Imagine you build a lending protocol. Users deposit money. Borrowers take loans and pay interest. You're generating revenue.

Now comes the hard choice: Do you give that revenue back to depositors (cheap way to stay competitive on rates), or do you keep some and reinvest it?

Compound chose option one. Aave chose option two.

That decision explains the 17x gap between them today, leaving Aave the better hold for a few years.

How Aave Captured Market Share

In March 2024, the gap was smaller. Aave held ~32% of the lending market and Compound ~8%. 

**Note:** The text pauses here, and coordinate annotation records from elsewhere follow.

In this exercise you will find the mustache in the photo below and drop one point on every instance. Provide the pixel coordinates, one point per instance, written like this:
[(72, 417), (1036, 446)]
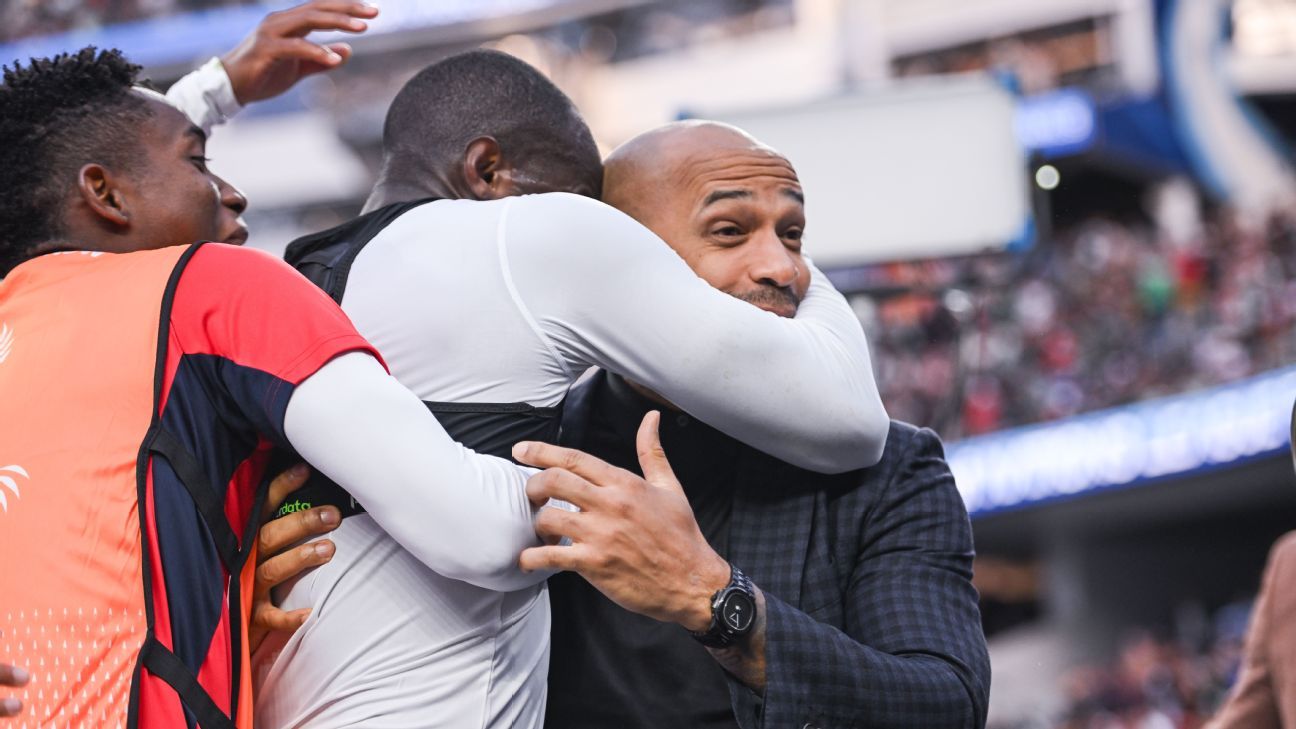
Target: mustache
[(769, 295)]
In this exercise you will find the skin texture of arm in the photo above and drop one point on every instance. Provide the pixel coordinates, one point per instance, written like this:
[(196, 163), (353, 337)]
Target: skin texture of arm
[(608, 292), (464, 515)]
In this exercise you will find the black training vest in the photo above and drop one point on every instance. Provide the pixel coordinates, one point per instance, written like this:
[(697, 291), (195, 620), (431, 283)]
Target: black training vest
[(325, 258)]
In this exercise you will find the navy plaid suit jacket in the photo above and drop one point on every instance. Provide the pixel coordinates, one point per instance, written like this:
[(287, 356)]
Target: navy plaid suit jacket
[(871, 618)]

By March 2026, Aave owned ~46% but Compound dropped to ~2.8%.

The market grew ~52% over those two years. From $35B to $53B in total lending. This wasn't a collapse. It was selective growth.

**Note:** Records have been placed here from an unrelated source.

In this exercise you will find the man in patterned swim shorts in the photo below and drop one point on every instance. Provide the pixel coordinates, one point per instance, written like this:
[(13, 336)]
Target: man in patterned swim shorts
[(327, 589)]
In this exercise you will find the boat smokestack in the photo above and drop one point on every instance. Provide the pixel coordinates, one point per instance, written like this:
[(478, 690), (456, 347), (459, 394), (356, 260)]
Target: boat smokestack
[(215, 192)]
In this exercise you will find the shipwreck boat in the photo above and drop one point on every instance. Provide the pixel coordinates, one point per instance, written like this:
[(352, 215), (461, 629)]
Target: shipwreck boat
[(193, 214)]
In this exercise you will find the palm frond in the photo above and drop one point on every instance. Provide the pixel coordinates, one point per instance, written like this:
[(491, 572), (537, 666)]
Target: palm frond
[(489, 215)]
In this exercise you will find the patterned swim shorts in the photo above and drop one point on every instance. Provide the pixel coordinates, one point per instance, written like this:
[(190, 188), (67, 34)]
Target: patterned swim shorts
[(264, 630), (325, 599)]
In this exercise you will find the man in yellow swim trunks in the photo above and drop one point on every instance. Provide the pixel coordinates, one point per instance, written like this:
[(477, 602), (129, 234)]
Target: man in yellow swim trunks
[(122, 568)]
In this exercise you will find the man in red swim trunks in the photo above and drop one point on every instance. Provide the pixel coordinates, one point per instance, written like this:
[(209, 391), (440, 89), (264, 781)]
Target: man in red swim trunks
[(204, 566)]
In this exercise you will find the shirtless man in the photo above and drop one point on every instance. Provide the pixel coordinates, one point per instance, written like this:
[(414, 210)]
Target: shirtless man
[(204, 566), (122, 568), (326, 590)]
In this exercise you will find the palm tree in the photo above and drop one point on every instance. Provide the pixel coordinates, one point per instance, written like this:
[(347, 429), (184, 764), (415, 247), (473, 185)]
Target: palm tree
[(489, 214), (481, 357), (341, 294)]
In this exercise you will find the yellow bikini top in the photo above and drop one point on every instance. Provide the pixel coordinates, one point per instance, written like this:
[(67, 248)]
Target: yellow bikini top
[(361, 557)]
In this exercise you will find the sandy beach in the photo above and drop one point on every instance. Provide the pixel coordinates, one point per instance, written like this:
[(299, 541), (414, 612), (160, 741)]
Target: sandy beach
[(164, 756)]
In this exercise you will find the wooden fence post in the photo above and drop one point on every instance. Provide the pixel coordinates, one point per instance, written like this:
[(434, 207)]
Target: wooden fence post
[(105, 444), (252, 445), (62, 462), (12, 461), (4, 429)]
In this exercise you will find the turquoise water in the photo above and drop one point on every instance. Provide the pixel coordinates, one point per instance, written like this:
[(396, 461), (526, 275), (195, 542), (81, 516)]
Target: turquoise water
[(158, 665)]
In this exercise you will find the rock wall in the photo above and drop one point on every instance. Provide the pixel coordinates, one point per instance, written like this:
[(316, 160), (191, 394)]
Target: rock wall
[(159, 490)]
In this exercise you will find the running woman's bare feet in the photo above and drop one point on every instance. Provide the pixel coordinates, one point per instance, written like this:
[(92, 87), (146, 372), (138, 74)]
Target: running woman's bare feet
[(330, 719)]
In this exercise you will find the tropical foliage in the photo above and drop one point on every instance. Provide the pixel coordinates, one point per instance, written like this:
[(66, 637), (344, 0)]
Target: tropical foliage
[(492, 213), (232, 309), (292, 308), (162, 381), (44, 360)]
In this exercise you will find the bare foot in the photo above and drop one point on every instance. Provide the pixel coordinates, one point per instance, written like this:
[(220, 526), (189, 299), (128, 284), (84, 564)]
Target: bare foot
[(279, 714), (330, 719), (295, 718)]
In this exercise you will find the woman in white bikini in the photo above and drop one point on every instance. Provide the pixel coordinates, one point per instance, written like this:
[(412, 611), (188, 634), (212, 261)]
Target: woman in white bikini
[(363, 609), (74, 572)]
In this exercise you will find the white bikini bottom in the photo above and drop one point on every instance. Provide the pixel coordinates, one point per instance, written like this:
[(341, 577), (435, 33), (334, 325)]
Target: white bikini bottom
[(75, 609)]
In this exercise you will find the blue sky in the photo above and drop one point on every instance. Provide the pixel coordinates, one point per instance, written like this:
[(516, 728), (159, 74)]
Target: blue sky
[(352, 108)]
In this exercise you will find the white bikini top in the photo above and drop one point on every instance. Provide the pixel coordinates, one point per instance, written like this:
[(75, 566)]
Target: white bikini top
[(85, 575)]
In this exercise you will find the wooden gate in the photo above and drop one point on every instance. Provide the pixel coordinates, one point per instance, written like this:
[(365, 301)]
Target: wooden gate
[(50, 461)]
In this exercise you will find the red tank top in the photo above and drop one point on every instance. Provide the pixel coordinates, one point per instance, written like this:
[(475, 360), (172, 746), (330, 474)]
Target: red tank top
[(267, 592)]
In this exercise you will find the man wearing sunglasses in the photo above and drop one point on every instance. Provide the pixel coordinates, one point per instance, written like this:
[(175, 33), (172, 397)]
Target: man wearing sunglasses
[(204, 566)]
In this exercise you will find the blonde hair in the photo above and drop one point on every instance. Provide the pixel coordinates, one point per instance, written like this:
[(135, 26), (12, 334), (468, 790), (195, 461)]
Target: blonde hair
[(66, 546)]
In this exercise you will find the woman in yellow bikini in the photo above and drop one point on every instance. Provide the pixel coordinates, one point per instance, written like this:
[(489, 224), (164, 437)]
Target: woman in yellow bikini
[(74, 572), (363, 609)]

Aave captured the expansion. Compound didn't.

The market grew 52% and Aave captured nearly all of it. Compound didn't just lose share — it shrank in absolute terms while the tide was rising | Source: Defillama

How Aave Reinvests Protocol Revenue

When Aave earns $47.8M in monthly fees, it doesn't just distribute them all to depositors. Aave takes 13.5% and keeps it. With that money, it does four things:

  • First: Aave funds for development. The team building new features, fixing bugs, improving security.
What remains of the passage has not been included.